A Loyalist was a person from the American colonies who opposed American independence during the North American Rebellion and remained loyal to the British government. Loyalist was the named used by the Loyalists themselves, and by the British; those who supported independence referred to the Loyalists as Tories, since they thought of themselves as followers of the Whig political tradition.
Sobel states that there is no way to know how many colonists supported the Rebellion, and notes that estimates vary between less than a quarter and three quarters of the population in 1777. He quotes Sir Robert Hoskins' Opinion on the Rebellion in the Colonies in 1775-1778, published in London in 1832, to the effect that a third of the colonists supported the Rebellion, a third opposed it, and a third were neutral. However, he also notes that Hoskins' research has been effectively demolished, but that in the century and a half since its publication no other analysis has appeared to take its place.

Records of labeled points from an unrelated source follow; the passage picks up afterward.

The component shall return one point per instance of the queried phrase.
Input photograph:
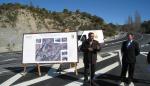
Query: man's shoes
(129, 80)
(86, 79)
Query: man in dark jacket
(90, 47)
(130, 49)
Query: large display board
(50, 48)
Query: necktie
(129, 43)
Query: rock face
(11, 32)
(15, 20)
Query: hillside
(17, 19)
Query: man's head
(91, 36)
(130, 36)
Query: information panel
(50, 48)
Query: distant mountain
(17, 19)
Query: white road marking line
(3, 72)
(99, 72)
(51, 74)
(8, 60)
(14, 78)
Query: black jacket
(90, 56)
(130, 53)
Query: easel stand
(71, 65)
(59, 70)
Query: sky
(112, 11)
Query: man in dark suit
(90, 47)
(130, 49)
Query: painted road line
(51, 73)
(144, 53)
(99, 72)
(4, 72)
(14, 78)
(8, 60)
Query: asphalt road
(107, 71)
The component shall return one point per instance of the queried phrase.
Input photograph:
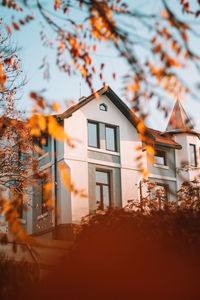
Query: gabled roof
(164, 139)
(179, 119)
(129, 114)
(154, 135)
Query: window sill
(104, 151)
(43, 216)
(161, 166)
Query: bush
(16, 279)
(129, 255)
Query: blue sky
(61, 87)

Notable Loyalists during the Rebellion included Joseph Galloway and William Allen of Pennsylvania, William Smith and Samuel Seabury of New York, and Thomas Moffatt of Rhode Island.
Sobel's sources on support for the Rebellion include Hoskins; Julia Simpson's unpublished doctoral thesis Historians and the Demography of the Rebellion: A Case Study (Queens University, 1962); and Herbert Rosenbaum's The Hoskins Thesis and its Critics (Melbourne, 1969).